Ultrasound using spectral Doppler waveforms, originally reported for the umbilical artery, demonstrated that a decrease in the diastolic to systolic ratio identifies growth-restricted fetuses at risk for adverse outcomes secondary to hypoxemia [8]. Histopathological studies confirmed a correlation between vascular resistance in the umbilical arteries and placental vascular tree damage [9].
Among fetuses with early-onset growth restriction at <32 weeks, increasing resistance in the umbilical artery (UA) is most efficient at identifying fetuses at risk for adverse neonatal outcomes, with the severity of the increase and gestational age used to decide on proceeding with delivery [10]. Maternal hypertensive disease, abnormal fetal heart rate (FHR) testing or evidence of increasing resistance to flow in the fetal ductus venosus are usual indications for delivery [10]. The increased UA resistance patterns have been shown to develop weeks, if not months, before late-onset decelerations of the FHR are observed [1].
Fetuses diagnosed as being growth-restricted after 32 weeks are reported to have increased perinatal mortality in the absence of increased resistance in the UA [11,12]. Use of the UA to evaluate a fetus with FGR has resulted in false negatives, leading to use of the cerebral–placental ratio (CPR) as a more sensitive test [13,14]. Currently, surveillance for fetuses with FGR at greater than 32 weeks includes measurement of the UA resistance indices or the CPR. The CPR is reported to have greater specificity for the prediction of FGR fetuses at risk for adverse outcomes, with a positive test associated with odds ratios of greater than 10 [13,15]. Its use has also been proposed for surveillance of appropriately grown fetuses [16]. Based on these observations, recommendations for the surveillance of a fetus with FGR include both umbilical and middle cerebral artery (MCA) spectral Doppler waveform assessments using the CPR when greater than 32 weeks gestational age [17]. The CPR is reported to improve the prediction of adverse neonatal outcomes in fetuses with FGR [14,15,16,18,19].
Although the CPR has been described as a better test to assess risk for adverse outcomes in the third trimester, the positive predictive value (PPV) for the test across various populations is not consistent and use of the CPR compared with the UA resistance indices to identify the fetus with FGR at risk is not universally accepted [20].
The MCA pulsatility index (MCAPI) by itself has limited predictive accuracy in determining the risk for a compromised neonatal outcome [21]. The fetal adaptive response underlying the use of the CPR is a decrease in the MCAPI in the setting of a stable UA pulsatility index (UAPI), which suggests cerebral vasodilation secondary to relative hypoxia, without increased UAPI. This is presumed to occur secondary to poor placental exchange, and not necessarily due to placental vascular disease or poor perfusion [16,22]. Having a consistently suppressed CPR has been shown to have the highest predictive value for adverse outcome, particularly after 37 weeks [18,23].
Based on this precept, it would be important to establish whether evaluation of the renal artery (RA) pulsatility index (RAPI) and the derived cerebral–renal ratio (CRR) improves the detection of centralization of flow in the third trimester, compared with use of the UAPI and the CPR. Our primary objective is to measure the sensitivity and PPV for an adverse neonatal outcome among two different populations of FGR fetuses applying both the CPR and the CRR. Our hypothesis is that the test characteristics of a CRR among different populations of pregnancies affected by FGR may provide increased test accuracy compared with the CPR.

2. Methods

This is a retrospective analysis of data used for clinical management. It was approved by the University of Maryland Institutional Review Board (authorization HP-00072884) and by the Ethics Committee of the University of Padua (authorization P1826).

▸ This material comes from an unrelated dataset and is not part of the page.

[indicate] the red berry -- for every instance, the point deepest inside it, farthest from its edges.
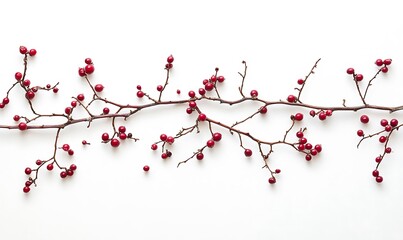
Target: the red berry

Women who underwent prenatal ultrasound at the Center for Advanced Fetal Care at the University of Maryland Medical Center (UMMC) and at the University of Padua (UP) between 1 June and 1 December 2016 underwent assessment of the UAPI, MCAPI and the RAPI. Prior to this time, each center routinely evaluated the uterine, umbilical and middle cerebral artery Doppler waveforms and, in May 2016, after deciding to incorporate the renal artery into our fetal surveillance algorithm, began to obtain renal artery spectral Doppler information at both centers, regardless of the indication for the ultrasound. The last scan prior to delivery was included for analysis.
The study population included women whose fetus was identified as having an estimated fetal weight <10th percentile for gestational age and were identified from the corresponding electronic database at each medical center. We included women with singleton pregnancies who underwent growth scans during a 6-month period. We calculated gestational age from the last menstrual period if it was consistent with the crown rump length (CRL) obtained at first trimester nuchal translucency scan. If there was greater than 7-day discordance, we used gestational age calculated from the first trimester CRL [24].

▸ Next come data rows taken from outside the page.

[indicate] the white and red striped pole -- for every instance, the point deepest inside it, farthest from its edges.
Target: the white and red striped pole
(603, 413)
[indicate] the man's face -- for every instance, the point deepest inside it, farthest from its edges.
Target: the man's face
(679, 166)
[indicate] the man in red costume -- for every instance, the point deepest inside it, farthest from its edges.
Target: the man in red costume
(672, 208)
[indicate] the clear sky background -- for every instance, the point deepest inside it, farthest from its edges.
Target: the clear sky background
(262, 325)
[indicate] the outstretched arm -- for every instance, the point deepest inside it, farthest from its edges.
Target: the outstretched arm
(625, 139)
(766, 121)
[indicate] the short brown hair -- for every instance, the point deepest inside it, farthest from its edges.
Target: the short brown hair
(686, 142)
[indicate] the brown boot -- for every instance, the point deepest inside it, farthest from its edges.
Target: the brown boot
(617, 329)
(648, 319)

Renal, middle cerebral and umbilical artery Doppler assessments were recorded as a component of all prenatal ultrasounds during the third trimester. Women underwent testing for various clinical indications including a history of stillbirth, FGR or preeclampsia; or a diagnosis of pregestational diabetes, gestational diabetes, chronic hypertension or gestational hypertension.

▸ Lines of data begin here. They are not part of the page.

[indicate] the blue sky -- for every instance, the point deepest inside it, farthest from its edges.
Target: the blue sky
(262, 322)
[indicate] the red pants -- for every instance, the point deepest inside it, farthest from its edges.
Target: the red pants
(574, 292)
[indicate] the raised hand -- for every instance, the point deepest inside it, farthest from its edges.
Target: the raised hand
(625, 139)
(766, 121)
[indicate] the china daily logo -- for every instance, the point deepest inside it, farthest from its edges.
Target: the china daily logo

We excluded all cases with a known fetal structural abnormality, genetic syndrome or aneuploidy. We also excluded pregnancies where neonatal outcomes were not available. Fetal biometry was performed according to a standard protocol at each institution and the fetal weight calculated [25]. The percentile distribution provided by the proprietary software in the ultrasound reporting system at each site was applied. A standardized technique was applied by qualified ultrasound technicians to obtain all MCA and UA spectral Doppler measurements [26]. The first month of data collection served to standardize the technique for RA Doppler assessment and the quality of the measurements was reviewed throughout the 6-month period for consistency. The RA Doppler signals were measured with an angle of insonation of less than 30°, in a coronal plane, with placement of the Doppler gate 1–2 mm from the origin of the renal artery at the descending aorta. The RA closest to the probe was chosen if both were easily found; otherwise, the side with the best signal was recorded. Two waveform segments that completely filled the width of the screen were recorded. The two waves with the best image in each segment were used for manual trace and the averaged data set was saved. We abstracted the spectral Doppler values for the MCAPI, UAPI and RAPI. The CPR (MCAPI/UAPI) and the CRR (MCAPI/RAPI) were calculated from the three measured values [27].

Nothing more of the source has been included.